The class action lawsuit is seeking to represent anyone who bought over-the-counter Zantac since January 1, 2010. The class action lawyers who filed the suit are hoping to get refunds for people who bought Zantac, as well as a court order to force drug-makers to stop selling Zantac or add a warning label.
The Zantac lawsuit accuses Sanofi and Boehringer Ingelheim of failing to warn consumers about the dangerous levels of NDMA in Zantac.
Numerous scientific studies have shown that Zantac forms NDMA when it is placed in drinking water, and that a person who takes Zantac has a 400-times more NDMA in their urine, the lawsuit claims.
Lawyers accuse drug-makers Sanofi and Boehringer Ingelheim of knowingly selling a medication with “extremely high levels of NDMA.”
NDMA is a highly-toxic carcinogenic chemical impurity that is found in the environment, but also sometimes left over from drug manufacturing. Because it is so toxic, the FDA has set a daily intake limit of 96 nanograms per day.
Unfortunately, recent testing detected more than 2,500,000 nanograms of NDMA in each 150-mg tablet of Zantac. That means some Zantac contained 26,000-times more NDMA than what the FDA considers “safe,” according to the class action lawsuit.
Even so, in a Safety Alert, the FDA said it only found “low levels” of NDMA in Zantac, and said those levels “barely exceed amounts you might expect to find in common foods.”

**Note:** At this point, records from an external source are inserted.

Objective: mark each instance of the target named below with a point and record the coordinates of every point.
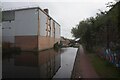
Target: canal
(44, 64)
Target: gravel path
(82, 66)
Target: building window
(8, 16)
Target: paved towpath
(82, 66)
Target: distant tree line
(100, 31)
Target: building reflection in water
(32, 65)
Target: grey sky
(68, 13)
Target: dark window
(8, 15)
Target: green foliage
(101, 30)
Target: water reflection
(31, 65)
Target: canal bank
(82, 66)
(67, 62)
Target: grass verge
(103, 68)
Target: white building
(29, 29)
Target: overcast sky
(68, 13)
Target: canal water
(44, 64)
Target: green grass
(103, 68)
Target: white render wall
(26, 22)
(43, 23)
(57, 31)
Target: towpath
(82, 66)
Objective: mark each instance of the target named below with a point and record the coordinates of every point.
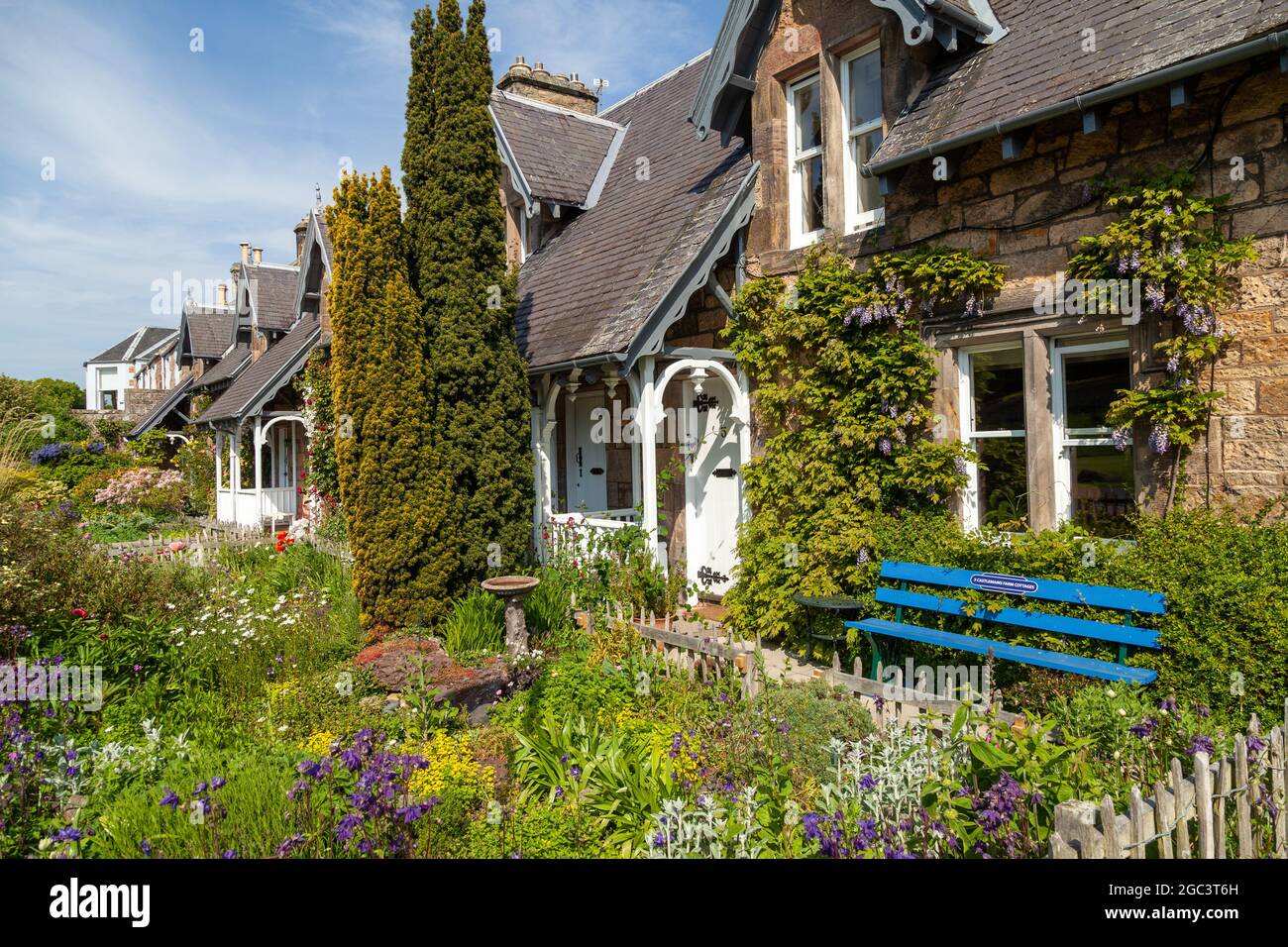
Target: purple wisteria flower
(1201, 744)
(1154, 296)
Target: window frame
(858, 219)
(966, 420)
(1064, 437)
(797, 159)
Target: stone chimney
(554, 89)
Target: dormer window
(861, 89)
(805, 154)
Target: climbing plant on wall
(1170, 241)
(844, 385)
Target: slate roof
(268, 373)
(134, 344)
(1038, 62)
(271, 294)
(227, 368)
(176, 397)
(592, 287)
(209, 331)
(558, 151)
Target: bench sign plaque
(1016, 585)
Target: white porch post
(636, 474)
(648, 419)
(235, 462)
(219, 460)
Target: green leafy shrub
(476, 626)
(568, 688)
(549, 605)
(845, 382)
(811, 715)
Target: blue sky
(162, 158)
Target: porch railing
(599, 519)
(250, 509)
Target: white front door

However, to put the level of NDMA in Zantac in perspective, dozens of recalls were recently issued for blood-pressure drugs that had a similar problem with NDMA contamination — and those drugs only had up to 17,000 nanograms of NDMA per pill, according to Bloomberg.
The zantac class action lawsuit was filed on September 13, 2019, in the U.S. District Court for the Northern District of California — In RE: Christina Garza et al vs. Sanofi-Aventis U.S. LLC; Sanofi US Services Inc.; Chattem, Inc.; and Boehringer Ingelheim Pharmaceuticals, Inc. — Case Number: 19-cv-05772.